In this selection of Hourly History books, Isaac Newton: A Life From Beginning to End, readers may discover some new facts about Newton’s thoughts and discoveries. Some readers might be inspired to dispute facts given. That’s good. It means they are inspired to read and do Google searches. I find these books valuable for my son. As a high school student, he has heard of the subject characters and events of most books in the series but may be unaware of ongoing academic controversies. These short, interesting, survey reads help to sponsor an interest in reading as the reader feels a sense of accomplishment that comes with finishing yet another book on the list.

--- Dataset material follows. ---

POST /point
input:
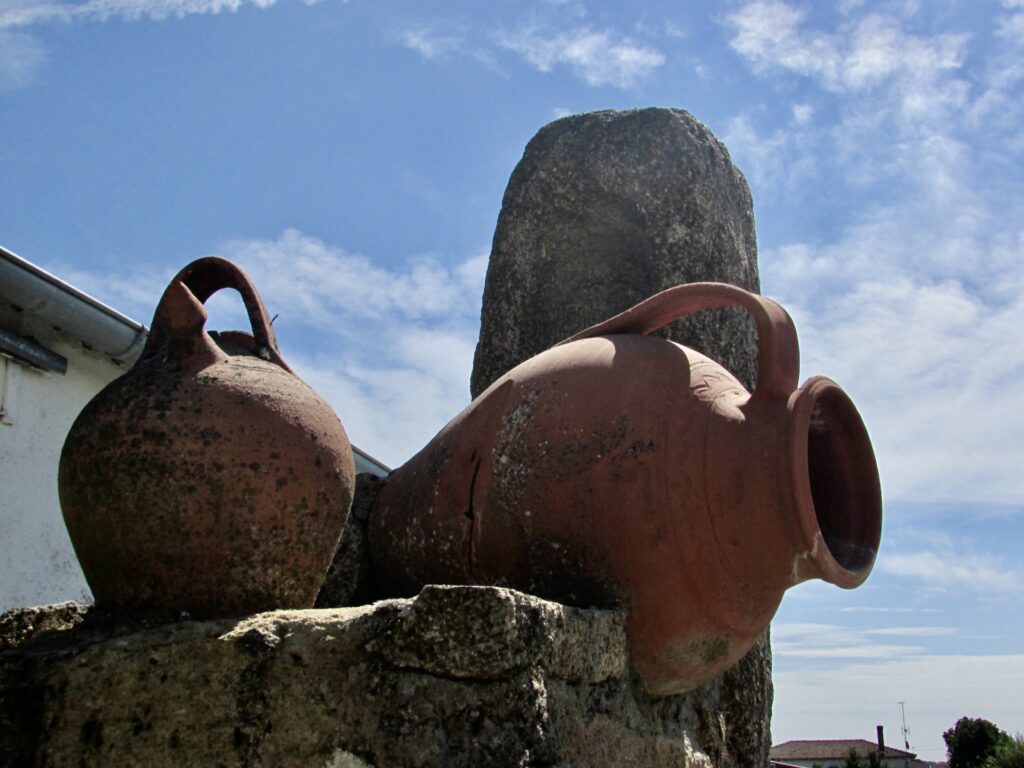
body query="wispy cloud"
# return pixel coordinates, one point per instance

BENITO MUSSOLINI A Life From Beginning to End by Hourly History Limited is a book from a series of factual biographies meant to be read in about an hour. A reader can figure that out from the author credit. It gives readers like me; a fan of horror, crime fiction, and bizarre novels in general, a break from a guilty pleasure and gives me the illusion I am reading serious stuff. It is true that the material is serious but to fulfill its stated reason for existing, it must necessarily be a surface treatment of the subject. Can you imagine a one-hour treatment of the life of Winston Churchill? This series may have such a work but I won’t read it. Some subjects are more appropriate for a survey work. In my opinion, this is one of those.
James Madison: A Life From Beginning to End by a group called Hourly History presents a series of publications that present episodes and personalities in a proposed one hour read. This one has a subtitle One Hour History US Presidents Book 3. This seems perfect for my purposes as I seek material for English as Second Language learners. I looked at this work to determine what I believe the level of English required to read a non-fiction book in one hour.

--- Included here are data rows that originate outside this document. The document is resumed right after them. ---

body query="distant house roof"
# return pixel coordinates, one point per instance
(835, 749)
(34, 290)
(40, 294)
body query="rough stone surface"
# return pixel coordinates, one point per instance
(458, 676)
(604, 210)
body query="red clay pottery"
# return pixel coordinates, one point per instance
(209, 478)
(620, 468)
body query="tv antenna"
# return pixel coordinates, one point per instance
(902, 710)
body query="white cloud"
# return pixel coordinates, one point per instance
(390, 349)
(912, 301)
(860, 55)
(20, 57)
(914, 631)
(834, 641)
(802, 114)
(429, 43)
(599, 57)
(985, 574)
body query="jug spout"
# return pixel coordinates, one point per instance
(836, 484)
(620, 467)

The Fall of White City by N. S. Wikarski is a work of historical fiction inside of which is embedded a crime mystery. I like history. As an ex-law enforcement type, crime continues to interest me. The identity of the perpetrator and motives for the crime committed are elements of a complex mystery. This work reminds me of the style of Agatha Christie but with more emphasis on the female suffragette angle. This novel should be highly entertaining for those with some knowledge of the 1893 Chicago World Fair and surrounding social issues of the day. The reader might feel a sense of nostalgia. For those with no knowledge of the time period, fascinating historical facts such as the distribution of telephones in Chicago, and the capacity of passenger cars on the newfangled Ferris Wheel might promote further reading. This is Book One in the Victorian Chicago Mystery Series. I will follow it up with Book Two, Shrouded in Thought as well as investigate other series by this talented author.
The Spy With No Name by Jeff Maysh is a 59 page Kindle Single published 02 January 2017 by Kindle Digital Services LLC and available through the Kindle Unlimited subscription system. It is a true spy story which I find a near contradiction in terms. If it is a true espionage tale, how can anyone verify the truth? A reader can at best accept an interpretation of what happened.